Appello per i Fucilieri di Marina in ostaggio in India

Il Generale Fernando Termentini, apprezzato editorialista, ha indirizzato una lettera aperta a Terzi in riferimento al caso dei marò detenuti nel paese asiatico. Di seguito ve la riportiamo integralmente, certi che la stessa interpreti il pensiero della moltitudine degli Italiani.

“Signor Ministro,

si accavallano notizie su un ulteriore possibile slittamento in avanti della sentenza dell’Alla Suprema Corte dell’India sulla sorte dei due nostri due Fucilieri in ostaggio di quella Nazione ormai da quasi sette mesi.

Notizie che trovano riscontro in Agenzie di stampa accreditate ed affidabili per cui in noi,  semplici cittadini vicini ai due nostri Fucilieri di Marina in ostaggio di uno Stato straniero da quasi sette mesi, sorge il ragionevole dubbio che risponda a verità quanto riferito. Comunicati, peraltro, in contrasto  con le comunicazioni del Suo Ministero.

Dubbi avvalorati dal silenzio del Suo Ufficio stampa che continua a tacere sulla situazione e non conferma né smentisce le Agenzie a cui ci si riferisce. Un silenzio però che dimostra di condividerne  i contenuti pur senza spiegarne i motivi, rivedendo antiche tradizioni del MAE che notoriamente non riferisce ai cittadini.

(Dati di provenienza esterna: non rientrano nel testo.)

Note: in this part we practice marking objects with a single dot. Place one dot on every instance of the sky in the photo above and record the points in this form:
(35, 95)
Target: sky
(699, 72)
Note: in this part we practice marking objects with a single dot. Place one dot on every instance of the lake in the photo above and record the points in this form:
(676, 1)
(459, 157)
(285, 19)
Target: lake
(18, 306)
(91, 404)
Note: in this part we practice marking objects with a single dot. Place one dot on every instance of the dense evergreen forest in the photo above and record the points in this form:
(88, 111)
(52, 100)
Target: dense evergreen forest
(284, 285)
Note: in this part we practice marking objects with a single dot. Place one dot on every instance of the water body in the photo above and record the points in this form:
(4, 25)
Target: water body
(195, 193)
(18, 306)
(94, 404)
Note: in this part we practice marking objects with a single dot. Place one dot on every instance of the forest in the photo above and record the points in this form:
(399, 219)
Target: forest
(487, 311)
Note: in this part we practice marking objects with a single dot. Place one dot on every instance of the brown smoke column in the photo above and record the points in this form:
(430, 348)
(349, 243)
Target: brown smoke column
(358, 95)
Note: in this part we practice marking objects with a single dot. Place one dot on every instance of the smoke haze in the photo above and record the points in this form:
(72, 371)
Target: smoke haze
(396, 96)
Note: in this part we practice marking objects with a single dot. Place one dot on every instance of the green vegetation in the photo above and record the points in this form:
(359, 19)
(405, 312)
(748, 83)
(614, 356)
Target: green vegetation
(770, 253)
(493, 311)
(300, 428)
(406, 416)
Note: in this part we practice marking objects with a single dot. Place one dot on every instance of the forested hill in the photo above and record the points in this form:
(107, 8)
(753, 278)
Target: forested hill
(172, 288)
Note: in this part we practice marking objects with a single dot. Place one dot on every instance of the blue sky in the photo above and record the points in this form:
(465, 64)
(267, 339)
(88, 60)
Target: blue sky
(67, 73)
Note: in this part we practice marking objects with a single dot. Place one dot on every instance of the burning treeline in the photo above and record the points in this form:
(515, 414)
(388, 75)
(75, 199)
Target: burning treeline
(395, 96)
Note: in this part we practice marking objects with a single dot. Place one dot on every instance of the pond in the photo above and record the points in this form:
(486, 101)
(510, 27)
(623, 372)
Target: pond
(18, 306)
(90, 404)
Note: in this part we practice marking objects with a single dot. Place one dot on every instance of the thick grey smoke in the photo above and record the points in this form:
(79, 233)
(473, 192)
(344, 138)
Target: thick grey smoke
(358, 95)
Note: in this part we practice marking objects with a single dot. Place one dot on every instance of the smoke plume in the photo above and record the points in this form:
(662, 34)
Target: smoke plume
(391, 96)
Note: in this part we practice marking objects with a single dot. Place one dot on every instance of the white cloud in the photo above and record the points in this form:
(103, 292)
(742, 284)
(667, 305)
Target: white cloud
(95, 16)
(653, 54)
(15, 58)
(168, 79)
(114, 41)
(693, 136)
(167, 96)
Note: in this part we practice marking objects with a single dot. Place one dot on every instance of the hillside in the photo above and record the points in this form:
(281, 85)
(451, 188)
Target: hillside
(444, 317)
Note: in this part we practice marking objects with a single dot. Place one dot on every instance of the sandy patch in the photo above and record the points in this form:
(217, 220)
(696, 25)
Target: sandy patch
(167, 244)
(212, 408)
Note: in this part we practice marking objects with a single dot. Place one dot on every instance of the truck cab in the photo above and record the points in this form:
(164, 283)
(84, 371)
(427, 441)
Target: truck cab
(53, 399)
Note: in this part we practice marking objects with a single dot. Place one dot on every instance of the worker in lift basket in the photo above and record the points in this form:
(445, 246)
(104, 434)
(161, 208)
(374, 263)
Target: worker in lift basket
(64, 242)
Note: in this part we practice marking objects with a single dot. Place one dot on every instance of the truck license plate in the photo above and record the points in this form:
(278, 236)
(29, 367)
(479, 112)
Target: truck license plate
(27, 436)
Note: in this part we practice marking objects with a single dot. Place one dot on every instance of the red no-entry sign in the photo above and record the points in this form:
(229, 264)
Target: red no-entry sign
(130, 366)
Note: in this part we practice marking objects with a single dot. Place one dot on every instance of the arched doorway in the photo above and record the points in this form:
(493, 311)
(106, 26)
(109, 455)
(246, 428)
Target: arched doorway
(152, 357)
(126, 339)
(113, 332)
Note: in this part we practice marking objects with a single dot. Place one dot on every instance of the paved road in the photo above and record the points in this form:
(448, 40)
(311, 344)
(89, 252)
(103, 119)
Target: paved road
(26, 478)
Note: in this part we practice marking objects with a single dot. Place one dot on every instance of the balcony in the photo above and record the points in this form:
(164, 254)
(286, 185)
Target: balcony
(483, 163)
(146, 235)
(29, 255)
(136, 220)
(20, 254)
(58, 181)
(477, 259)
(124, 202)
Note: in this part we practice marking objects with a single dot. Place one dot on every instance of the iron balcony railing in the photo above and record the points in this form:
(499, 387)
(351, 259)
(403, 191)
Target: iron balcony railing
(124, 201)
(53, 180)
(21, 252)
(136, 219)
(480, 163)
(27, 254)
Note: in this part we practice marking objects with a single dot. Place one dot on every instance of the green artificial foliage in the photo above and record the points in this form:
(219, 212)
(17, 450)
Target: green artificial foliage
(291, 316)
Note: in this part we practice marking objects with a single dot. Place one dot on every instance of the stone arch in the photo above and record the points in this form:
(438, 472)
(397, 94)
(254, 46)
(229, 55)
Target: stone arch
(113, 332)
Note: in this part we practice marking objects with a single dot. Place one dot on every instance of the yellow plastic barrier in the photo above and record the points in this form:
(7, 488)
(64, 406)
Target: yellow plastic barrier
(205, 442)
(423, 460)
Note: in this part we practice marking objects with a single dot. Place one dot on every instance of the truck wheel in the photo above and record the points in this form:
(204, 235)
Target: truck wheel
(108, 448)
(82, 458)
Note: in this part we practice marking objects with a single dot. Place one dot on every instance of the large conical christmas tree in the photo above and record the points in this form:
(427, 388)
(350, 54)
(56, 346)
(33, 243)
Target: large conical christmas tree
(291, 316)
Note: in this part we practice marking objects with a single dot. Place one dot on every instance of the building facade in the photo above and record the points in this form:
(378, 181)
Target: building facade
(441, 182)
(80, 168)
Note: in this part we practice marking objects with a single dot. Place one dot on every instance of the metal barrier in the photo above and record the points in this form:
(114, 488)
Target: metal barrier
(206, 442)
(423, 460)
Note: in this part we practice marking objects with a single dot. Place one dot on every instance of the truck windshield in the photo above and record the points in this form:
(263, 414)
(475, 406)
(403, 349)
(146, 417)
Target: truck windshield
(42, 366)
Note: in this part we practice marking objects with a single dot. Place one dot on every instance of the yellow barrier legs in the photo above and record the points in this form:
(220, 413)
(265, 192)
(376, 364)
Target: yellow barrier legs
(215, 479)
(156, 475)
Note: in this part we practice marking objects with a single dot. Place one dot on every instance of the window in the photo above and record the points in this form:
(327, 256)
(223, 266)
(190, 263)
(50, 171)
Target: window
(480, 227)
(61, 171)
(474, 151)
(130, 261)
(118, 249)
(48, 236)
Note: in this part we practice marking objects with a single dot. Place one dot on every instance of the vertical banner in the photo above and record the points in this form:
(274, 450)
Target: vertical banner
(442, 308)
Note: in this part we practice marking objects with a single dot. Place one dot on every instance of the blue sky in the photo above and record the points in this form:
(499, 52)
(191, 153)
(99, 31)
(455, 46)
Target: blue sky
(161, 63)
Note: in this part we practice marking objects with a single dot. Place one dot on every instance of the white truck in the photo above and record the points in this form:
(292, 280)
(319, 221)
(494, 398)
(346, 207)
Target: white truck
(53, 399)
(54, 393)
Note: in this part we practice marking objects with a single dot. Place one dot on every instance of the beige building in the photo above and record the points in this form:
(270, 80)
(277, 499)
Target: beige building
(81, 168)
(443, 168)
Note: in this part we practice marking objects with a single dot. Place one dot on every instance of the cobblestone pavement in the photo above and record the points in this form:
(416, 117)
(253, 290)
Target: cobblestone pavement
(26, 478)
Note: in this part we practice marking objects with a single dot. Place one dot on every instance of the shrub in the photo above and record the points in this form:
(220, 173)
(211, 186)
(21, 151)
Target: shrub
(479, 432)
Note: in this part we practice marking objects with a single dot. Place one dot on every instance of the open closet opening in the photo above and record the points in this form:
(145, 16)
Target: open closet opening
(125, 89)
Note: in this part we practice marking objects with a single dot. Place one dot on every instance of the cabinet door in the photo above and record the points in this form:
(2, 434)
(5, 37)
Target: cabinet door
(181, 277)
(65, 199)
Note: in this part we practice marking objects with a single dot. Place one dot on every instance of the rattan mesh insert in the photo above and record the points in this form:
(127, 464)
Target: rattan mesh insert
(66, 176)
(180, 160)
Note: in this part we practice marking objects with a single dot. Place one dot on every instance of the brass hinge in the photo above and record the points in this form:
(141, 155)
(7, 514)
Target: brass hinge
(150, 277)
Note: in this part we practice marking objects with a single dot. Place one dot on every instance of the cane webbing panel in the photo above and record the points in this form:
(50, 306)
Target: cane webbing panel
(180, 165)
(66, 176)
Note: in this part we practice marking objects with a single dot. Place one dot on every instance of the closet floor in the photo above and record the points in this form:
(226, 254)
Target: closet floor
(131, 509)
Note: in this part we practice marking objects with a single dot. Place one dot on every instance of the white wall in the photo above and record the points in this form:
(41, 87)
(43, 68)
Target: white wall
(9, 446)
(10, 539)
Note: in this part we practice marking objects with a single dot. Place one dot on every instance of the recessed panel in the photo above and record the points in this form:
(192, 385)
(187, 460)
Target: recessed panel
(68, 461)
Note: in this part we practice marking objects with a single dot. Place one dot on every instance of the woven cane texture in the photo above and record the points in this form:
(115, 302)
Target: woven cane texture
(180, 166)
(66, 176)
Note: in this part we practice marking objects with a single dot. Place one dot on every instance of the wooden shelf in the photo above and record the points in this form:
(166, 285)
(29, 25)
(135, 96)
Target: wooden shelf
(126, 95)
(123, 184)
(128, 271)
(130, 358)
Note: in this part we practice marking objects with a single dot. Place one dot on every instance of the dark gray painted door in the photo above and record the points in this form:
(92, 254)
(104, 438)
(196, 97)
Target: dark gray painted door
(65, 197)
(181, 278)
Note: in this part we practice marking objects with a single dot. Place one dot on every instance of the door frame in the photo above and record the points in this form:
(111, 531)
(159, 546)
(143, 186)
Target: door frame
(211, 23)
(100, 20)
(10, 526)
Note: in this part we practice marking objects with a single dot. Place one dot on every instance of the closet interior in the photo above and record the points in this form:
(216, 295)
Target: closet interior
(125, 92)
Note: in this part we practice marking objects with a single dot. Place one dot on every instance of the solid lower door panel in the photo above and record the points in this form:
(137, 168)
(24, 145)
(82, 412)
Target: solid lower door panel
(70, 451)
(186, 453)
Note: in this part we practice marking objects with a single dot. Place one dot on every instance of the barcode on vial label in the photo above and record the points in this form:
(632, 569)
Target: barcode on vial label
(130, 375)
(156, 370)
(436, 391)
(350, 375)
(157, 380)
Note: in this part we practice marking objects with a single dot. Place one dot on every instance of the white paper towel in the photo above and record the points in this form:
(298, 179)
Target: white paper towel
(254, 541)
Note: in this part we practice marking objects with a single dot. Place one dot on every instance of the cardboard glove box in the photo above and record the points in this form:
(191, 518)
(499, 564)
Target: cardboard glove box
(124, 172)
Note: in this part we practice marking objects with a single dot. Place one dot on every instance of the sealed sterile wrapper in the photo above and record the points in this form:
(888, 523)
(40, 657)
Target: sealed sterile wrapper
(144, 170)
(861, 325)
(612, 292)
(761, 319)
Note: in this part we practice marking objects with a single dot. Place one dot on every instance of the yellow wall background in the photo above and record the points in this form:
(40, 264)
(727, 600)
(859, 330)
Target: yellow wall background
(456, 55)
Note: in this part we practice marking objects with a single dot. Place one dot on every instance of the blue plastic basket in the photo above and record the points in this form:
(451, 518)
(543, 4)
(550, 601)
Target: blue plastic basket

Un silenzio che se in tempi passati poteva essere condivisibile per garantire una certa riservatezza nella gestione del problema, ora non lo è perché si ritiene assolutamente pleonastico dopo sette mesi  appellarsi ancora a riservatezza.

Chiediamo solo aggiornamenti su una vicenda assolutamente non riservata e ormai nota a tutti anche nei dettagli,  sulla quale da mesi si sta disquisendo. Informazioni che credo rappresentino un diritto che deve essere garantito da uno Stato democratico in particolare a cittadini preoccupati per la sorte di due connazionali impegnati, per dovere istituzionale, a difendere la sicurezza nazionale all’estero ed in Italia, compito che li ha portati ad essere coinvolti nei noti eventi. 

Un onere quello di fornire informazioni aggiornate che dovrebbe rappresentare un obbligo soprattutto nel  rispetto dei due nostri militari che stanno dimostrando un pregevole attaccamento alle istituzioni con modestia e nello stesso tempo con fierezza, come peraltro mi sembra di ricordare che Lei stesso ha avuto modo di apprezzare in occasione della sua recente visita in India.

A tale riguardo, quindi, Signor Ministro è mia personale opinione e credo anche quella di molti cittadini italiani, che non sia più possibile accettare notizie affidate ai “sentito dire” o a fonti diverse da quelle istituzionali. Parimenti, non credo che possa essere compromessa la sorte di Massimiliano e Salvatore informandola Nazione sull’andamento di  un iter processuale che ormai sembra più una farsa piuttosto che una sana applicazione del diritto a tutela dei diritti dell’uomo. Un’informazione che ci dica anche in maniera puntuale su quanto stia facendo in termini concreti il nostro Paese perché la vicenda trovi una conclusione, oltre alle annunciate dichiarazioni di intenti che sembrano però rimanere tali .

Forse in questo momento non sarebbe nemmeno inopportuno far sentire la Sua voce in un  contesto quale quello dell’Assemblea Generale delle Nazioni Unite, presso la quale si trova insieme al nostro Premier, denunciando ufficialmente l’approccio che l’India sta tenendo nei confronti dei nostri militari e di tutta l’Italia, avulsi almeno per una volta da qualsiasi condizionamento indotto dalle comuni prassi diplomatiche, ma proponendo nella sua interezza l’indignazione di un Paese per come vengono trattati propri militari, peraltro impegnati a far rispettare accordi internazionali sottoscritti sotto l’egida delle Nazioni Unite e relativi al contrasto della pirateria marittima.

Signor Ministro, mi permetto di far osservare che la Nazione tutta ha ormai il diritto di conoscere in tempo reale ed  in maniera certa quello che sta accadendo. Chiediamo aggiornamenti su un processo pubblico e non su un’azione dell’Intelligence nazionale. Non credo, peraltro, che si possa richiamare la tutela della riservatezza per non compromettere le decisioni di un Tribunale Supremo, quasi che la Corte indiana potesse essere influenzata da iniziative parallele.

Fiducioso e fiduciosi nella Sua opera attendiamo di essere informati”.